The practical consequence of ignoring angular dispersion is most severe in the Foothills, where dipping Paleozoic carbonate targets beneath thrust sheets require accurate anisotropic velocity models for both imaging and depth conversion. A depth error of 100 metres in a Foothills Devonian prospect translates directly into a well cost error: each 100 metres of additional horizontal displacement from the planned well trajectory requires approximately CAD 80,000 in additional drilling time plus the risk of missing a thin target entirely if the casing point is set at the wrong depth. Foothills Devonian wells typically cost CAD 8 to 14 million, making the CAD 400,000 to CAD 800,000 incremental cost of an anisotropic tomography velocity update a sound investment against the risk of a depth miss.

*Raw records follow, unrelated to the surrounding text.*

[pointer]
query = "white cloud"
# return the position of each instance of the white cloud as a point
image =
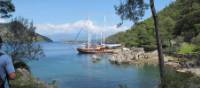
(51, 29)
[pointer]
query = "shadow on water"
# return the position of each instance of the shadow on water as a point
(72, 70)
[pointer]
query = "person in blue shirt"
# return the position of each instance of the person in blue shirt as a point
(7, 71)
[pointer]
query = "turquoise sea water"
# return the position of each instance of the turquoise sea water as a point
(72, 70)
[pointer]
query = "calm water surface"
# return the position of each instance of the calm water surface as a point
(72, 70)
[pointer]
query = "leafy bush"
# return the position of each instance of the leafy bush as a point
(175, 79)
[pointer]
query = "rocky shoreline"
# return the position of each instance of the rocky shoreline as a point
(136, 55)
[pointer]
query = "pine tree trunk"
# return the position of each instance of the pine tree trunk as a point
(159, 43)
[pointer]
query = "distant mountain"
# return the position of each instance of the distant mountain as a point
(4, 29)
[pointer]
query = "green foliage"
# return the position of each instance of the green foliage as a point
(20, 40)
(175, 79)
(179, 20)
(186, 48)
(6, 7)
(24, 80)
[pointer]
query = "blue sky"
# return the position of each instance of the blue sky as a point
(58, 15)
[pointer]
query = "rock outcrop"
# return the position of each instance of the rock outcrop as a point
(133, 55)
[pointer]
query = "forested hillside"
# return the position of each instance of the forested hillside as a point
(4, 29)
(179, 24)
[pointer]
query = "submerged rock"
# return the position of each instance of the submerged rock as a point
(131, 55)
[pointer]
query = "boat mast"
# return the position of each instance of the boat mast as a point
(103, 34)
(89, 36)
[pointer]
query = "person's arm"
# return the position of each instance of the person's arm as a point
(10, 68)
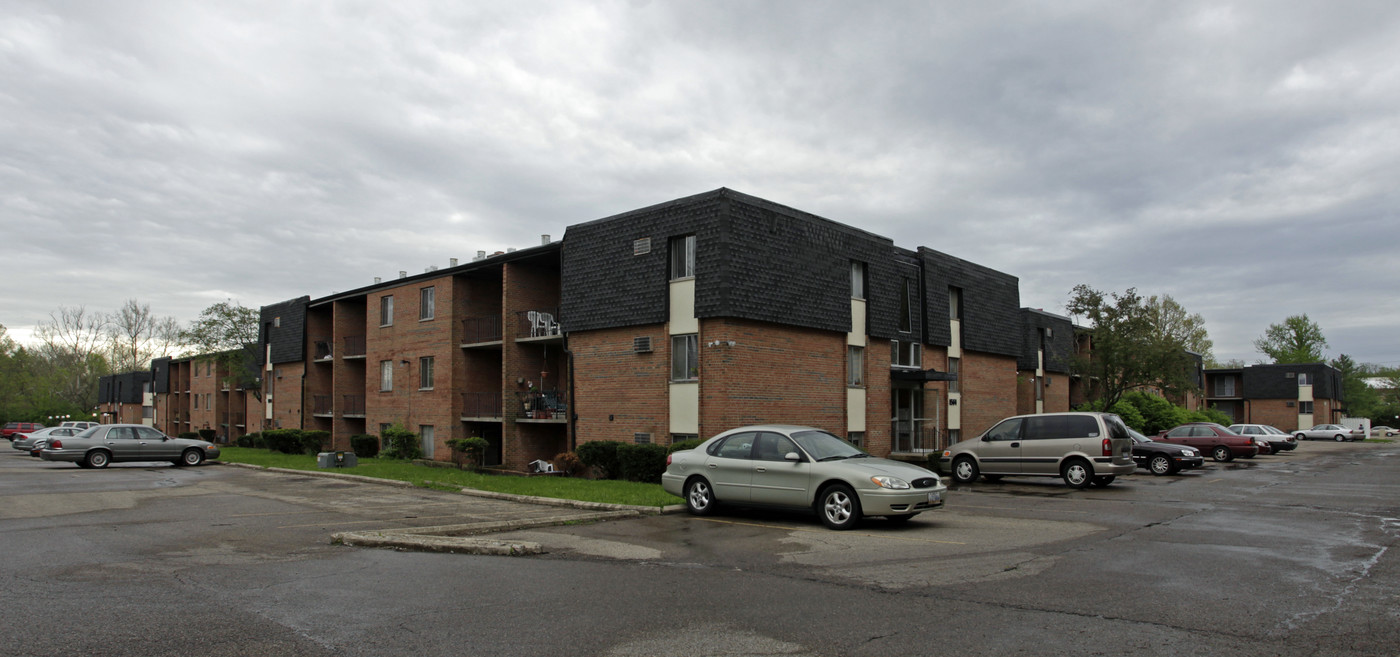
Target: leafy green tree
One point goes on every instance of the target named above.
(1127, 349)
(1297, 339)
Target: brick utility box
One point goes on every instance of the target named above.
(336, 460)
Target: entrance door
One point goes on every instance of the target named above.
(907, 405)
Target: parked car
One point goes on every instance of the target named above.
(116, 443)
(1330, 432)
(1164, 458)
(1082, 448)
(1277, 440)
(13, 427)
(1211, 439)
(794, 467)
(24, 441)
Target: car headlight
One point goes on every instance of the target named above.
(891, 482)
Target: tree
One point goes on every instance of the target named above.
(136, 336)
(1173, 322)
(1127, 350)
(226, 332)
(1297, 339)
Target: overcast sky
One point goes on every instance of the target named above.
(1242, 157)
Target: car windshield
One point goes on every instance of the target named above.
(822, 446)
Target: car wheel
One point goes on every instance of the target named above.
(839, 507)
(97, 458)
(192, 457)
(1077, 472)
(965, 469)
(699, 498)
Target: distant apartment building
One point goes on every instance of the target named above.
(1290, 397)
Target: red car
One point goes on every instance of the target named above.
(1211, 439)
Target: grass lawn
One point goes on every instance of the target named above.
(562, 488)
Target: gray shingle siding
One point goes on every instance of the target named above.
(753, 259)
(287, 341)
(1059, 348)
(1274, 383)
(991, 304)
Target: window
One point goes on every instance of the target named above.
(426, 373)
(906, 353)
(906, 308)
(682, 257)
(426, 303)
(387, 310)
(685, 357)
(1225, 387)
(854, 366)
(385, 376)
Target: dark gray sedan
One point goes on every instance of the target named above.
(121, 443)
(793, 467)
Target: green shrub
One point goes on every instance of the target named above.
(284, 440)
(641, 462)
(315, 441)
(401, 443)
(685, 444)
(602, 457)
(364, 444)
(469, 450)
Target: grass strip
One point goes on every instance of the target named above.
(563, 488)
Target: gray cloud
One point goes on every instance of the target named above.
(1239, 157)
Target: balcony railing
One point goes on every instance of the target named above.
(353, 345)
(480, 329)
(542, 322)
(546, 405)
(352, 405)
(480, 404)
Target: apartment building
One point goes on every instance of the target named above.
(1290, 397)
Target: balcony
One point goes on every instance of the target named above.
(538, 325)
(352, 405)
(353, 346)
(482, 331)
(482, 405)
(546, 406)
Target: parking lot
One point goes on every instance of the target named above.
(1280, 555)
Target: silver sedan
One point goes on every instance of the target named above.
(794, 467)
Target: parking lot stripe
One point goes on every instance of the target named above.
(829, 531)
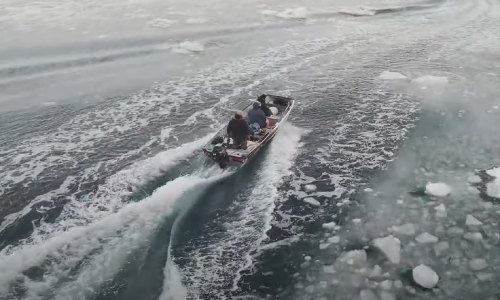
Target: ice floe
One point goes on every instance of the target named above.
(358, 11)
(312, 201)
(405, 229)
(478, 264)
(310, 187)
(426, 238)
(430, 80)
(438, 189)
(386, 75)
(425, 276)
(472, 221)
(188, 47)
(390, 246)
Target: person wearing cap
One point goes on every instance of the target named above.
(256, 115)
(237, 129)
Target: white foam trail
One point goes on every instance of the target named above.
(109, 196)
(117, 234)
(254, 206)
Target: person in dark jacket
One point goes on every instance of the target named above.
(263, 105)
(256, 115)
(237, 129)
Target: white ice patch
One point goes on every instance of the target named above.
(474, 179)
(161, 23)
(472, 221)
(358, 11)
(425, 276)
(426, 238)
(390, 246)
(430, 80)
(438, 189)
(386, 75)
(312, 201)
(189, 47)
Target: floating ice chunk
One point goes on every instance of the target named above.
(430, 80)
(330, 225)
(483, 276)
(390, 246)
(161, 23)
(310, 187)
(478, 264)
(334, 240)
(312, 201)
(386, 284)
(329, 269)
(293, 13)
(476, 236)
(354, 257)
(386, 75)
(425, 276)
(323, 246)
(426, 238)
(359, 11)
(188, 47)
(406, 229)
(474, 179)
(441, 248)
(438, 189)
(471, 221)
(440, 211)
(385, 295)
(367, 295)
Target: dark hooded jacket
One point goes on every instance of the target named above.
(263, 105)
(237, 128)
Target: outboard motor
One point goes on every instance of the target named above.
(220, 155)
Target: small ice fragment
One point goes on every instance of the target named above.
(390, 246)
(441, 248)
(398, 284)
(329, 269)
(425, 276)
(386, 75)
(406, 229)
(471, 221)
(310, 187)
(438, 189)
(334, 239)
(354, 257)
(483, 276)
(476, 236)
(323, 246)
(384, 295)
(330, 225)
(376, 272)
(440, 211)
(430, 80)
(478, 264)
(386, 284)
(425, 238)
(474, 179)
(367, 295)
(312, 201)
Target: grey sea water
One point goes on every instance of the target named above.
(104, 106)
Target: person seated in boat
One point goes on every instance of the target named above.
(237, 129)
(263, 105)
(256, 115)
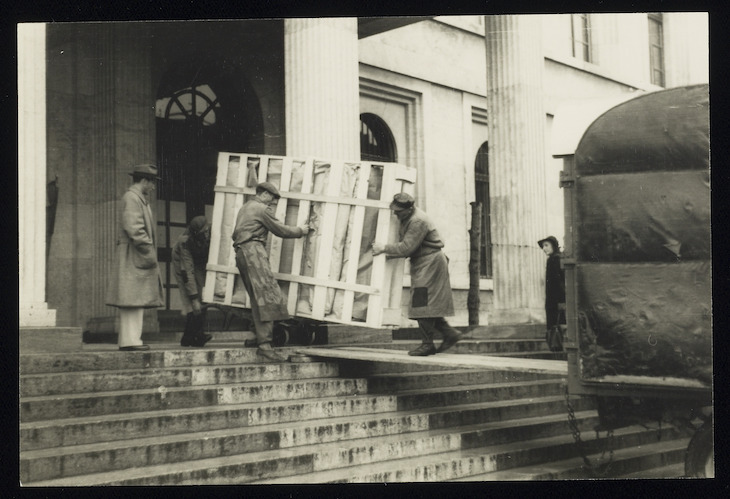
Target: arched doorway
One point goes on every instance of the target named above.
(376, 139)
(201, 109)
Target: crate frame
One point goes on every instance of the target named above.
(386, 281)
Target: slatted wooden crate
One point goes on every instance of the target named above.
(329, 275)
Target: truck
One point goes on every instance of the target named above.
(638, 262)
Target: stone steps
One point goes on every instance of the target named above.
(481, 463)
(219, 415)
(395, 382)
(118, 402)
(110, 427)
(664, 459)
(169, 377)
(103, 466)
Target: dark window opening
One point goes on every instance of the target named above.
(481, 184)
(376, 140)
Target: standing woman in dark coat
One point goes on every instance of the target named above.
(554, 282)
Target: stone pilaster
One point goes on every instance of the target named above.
(516, 165)
(34, 311)
(322, 88)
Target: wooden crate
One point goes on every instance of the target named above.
(330, 275)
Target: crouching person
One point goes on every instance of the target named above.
(255, 220)
(189, 257)
(431, 298)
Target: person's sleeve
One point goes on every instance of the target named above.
(277, 228)
(133, 225)
(412, 239)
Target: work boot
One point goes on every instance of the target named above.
(269, 354)
(201, 340)
(449, 341)
(423, 350)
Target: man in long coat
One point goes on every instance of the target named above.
(255, 220)
(189, 258)
(135, 282)
(430, 299)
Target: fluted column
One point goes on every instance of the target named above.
(322, 89)
(34, 310)
(516, 165)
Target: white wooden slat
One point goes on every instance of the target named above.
(353, 287)
(215, 234)
(276, 242)
(395, 267)
(355, 231)
(396, 178)
(302, 218)
(375, 303)
(327, 229)
(372, 203)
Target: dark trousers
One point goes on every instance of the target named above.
(264, 329)
(194, 326)
(431, 325)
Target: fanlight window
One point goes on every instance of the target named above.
(198, 103)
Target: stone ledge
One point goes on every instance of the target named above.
(50, 339)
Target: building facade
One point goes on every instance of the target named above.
(470, 101)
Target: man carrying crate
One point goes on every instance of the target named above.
(431, 298)
(255, 220)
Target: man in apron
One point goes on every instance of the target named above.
(255, 220)
(431, 298)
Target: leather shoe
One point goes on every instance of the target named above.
(424, 350)
(196, 342)
(133, 348)
(449, 342)
(271, 355)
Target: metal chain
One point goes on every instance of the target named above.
(594, 469)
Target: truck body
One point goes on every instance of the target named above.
(637, 260)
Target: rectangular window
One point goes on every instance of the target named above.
(656, 49)
(581, 36)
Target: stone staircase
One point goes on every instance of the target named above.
(174, 416)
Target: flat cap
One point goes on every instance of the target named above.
(268, 187)
(552, 240)
(145, 170)
(402, 201)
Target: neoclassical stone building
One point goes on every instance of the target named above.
(468, 101)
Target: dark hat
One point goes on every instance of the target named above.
(552, 240)
(146, 170)
(268, 187)
(402, 201)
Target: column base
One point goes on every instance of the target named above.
(500, 317)
(37, 315)
(49, 339)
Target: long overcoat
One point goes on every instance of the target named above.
(430, 284)
(135, 280)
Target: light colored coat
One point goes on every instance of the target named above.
(430, 283)
(135, 280)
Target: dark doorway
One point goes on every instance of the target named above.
(202, 109)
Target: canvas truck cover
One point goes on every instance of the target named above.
(642, 243)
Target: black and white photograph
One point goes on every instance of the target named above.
(337, 250)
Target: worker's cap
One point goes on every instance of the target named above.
(199, 224)
(552, 240)
(402, 201)
(268, 187)
(145, 170)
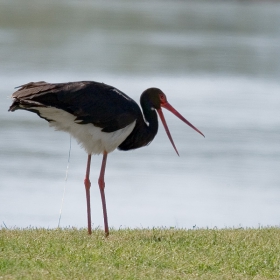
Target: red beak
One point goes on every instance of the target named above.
(167, 106)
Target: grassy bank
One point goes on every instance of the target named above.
(140, 254)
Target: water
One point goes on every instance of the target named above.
(218, 63)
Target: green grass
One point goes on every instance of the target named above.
(140, 254)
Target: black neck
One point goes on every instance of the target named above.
(144, 130)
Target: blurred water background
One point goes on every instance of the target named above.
(218, 63)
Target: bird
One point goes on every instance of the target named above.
(100, 117)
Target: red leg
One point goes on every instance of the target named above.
(101, 183)
(87, 186)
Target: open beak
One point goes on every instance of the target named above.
(167, 106)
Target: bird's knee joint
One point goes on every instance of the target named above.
(87, 183)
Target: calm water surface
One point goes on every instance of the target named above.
(218, 63)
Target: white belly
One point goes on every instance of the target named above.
(91, 138)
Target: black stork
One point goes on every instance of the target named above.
(100, 117)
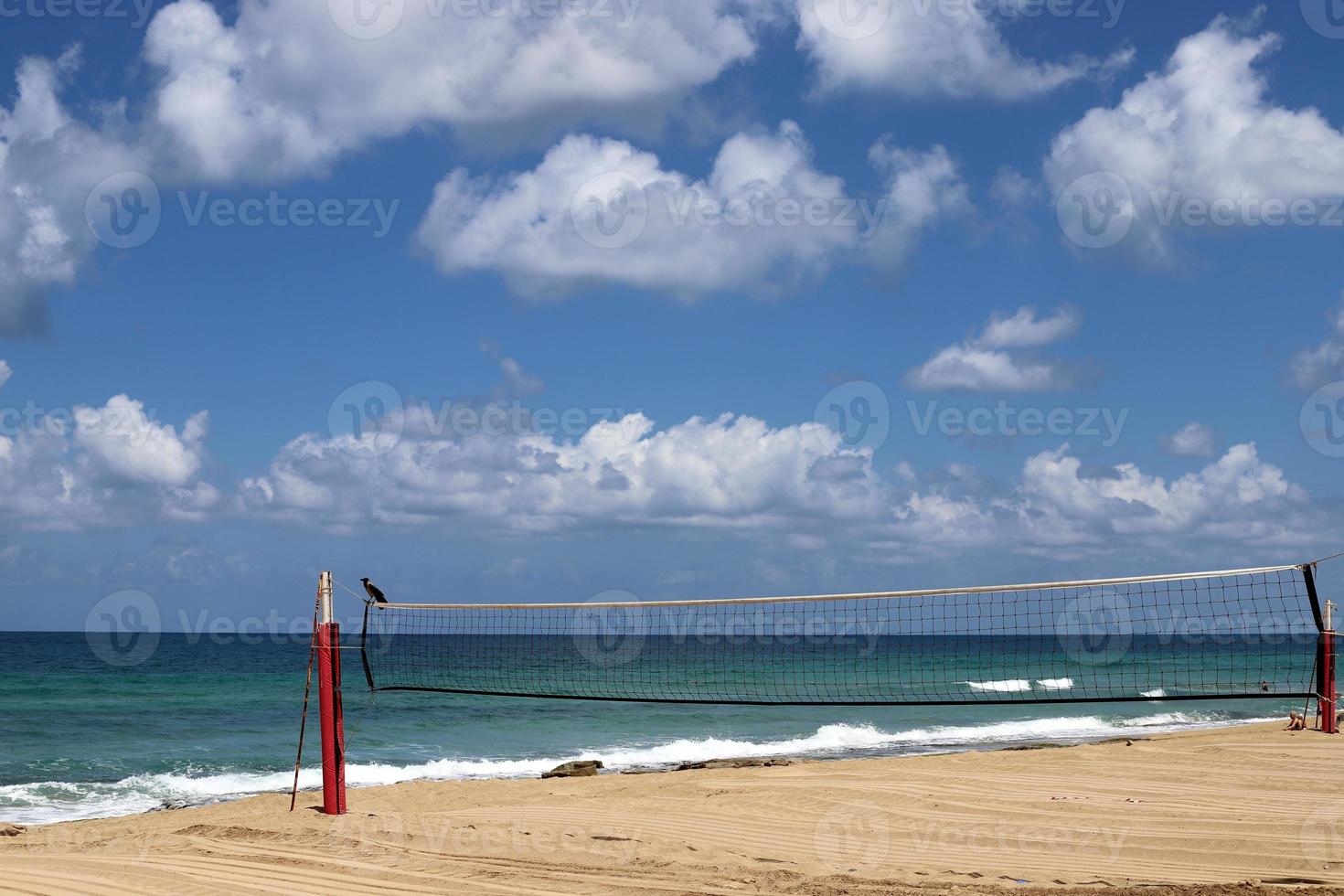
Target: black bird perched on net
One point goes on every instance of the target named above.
(374, 592)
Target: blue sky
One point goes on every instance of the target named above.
(707, 355)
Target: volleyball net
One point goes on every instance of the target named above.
(1232, 635)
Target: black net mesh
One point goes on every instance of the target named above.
(1200, 637)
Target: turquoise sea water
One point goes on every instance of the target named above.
(197, 721)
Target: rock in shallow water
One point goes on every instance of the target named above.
(585, 769)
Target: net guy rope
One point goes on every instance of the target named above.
(1257, 633)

In wide-azimuth Duvernay 3D programs, AVAZ analysis is routinely applied to map fracture intensity variations across the reservoir section. A 150 km2 wide-azimuth 3D program acquired with 8 azimuth sectors and maximum offsets of 5,500 metres provides sufficient azimuthal sampling for AVAZ gradient extraction at the Duvernay level near 3,700 metres depth. The AVAZ-derived fracture intensity map is integrated with isotropic AVO gradient maps to produce a composite fairway map, highlighting areas of both gas saturation (from AVO) and natural fracture density (from AVAZ) that represent the highest-value horizontal well landing zones. In the Willesden Green Duvernay fairway of west-central Alberta, AVAZ programs have identified northeast-trending fracture corridors of 1 to 3 km width where natural fracture intensity doubles the estimated stimulated reservoir volume per horizontal well stage, increasing expected 18-month cumulative production from approximately 200,000 to 350,000 barrels of oil equivalent compared to unstimulated fracture positions.

Fast Facts

Thomsen epsilon values for Duvernay shale range from 0.10 to 0.22, meaning horizontal P-wave velocity exceeds vertical velocity by 10 to 22 percent and introduces depth errors of 50 to 180 metres at typical Duvernay depths of 3,500 to 4,500 metres if isotropic migration is used. Shear wave splitting time delays in moderately fractured Devonian carbonates of the WCSB typically range from 5 to 30 milliseconds per kilometre of travel path through the fractured interval, corresponding to crack densities of 0.03 to 0.12. P-wave azimuthal velocity anisotropy detectable by AVAZ analysis requires a minimum azimuthal NMO velocity contrast of approximately 0.5 percent, equivalent to a 15 m/s velocity difference at V0 = 3,000 m/s, which is achievable with signal-to-noise ratios greater than 5 on pre-stack gathers at the target horizon. Wide-azimuth 3D seismic programs in the Duvernay play cost 20 to 35 percent more than conventional orthogonal single-azimuth programs of the same area because of the additional shot lines, receiver templates, and extended acquisition time required to fill all azimuth-offset bins uniformly.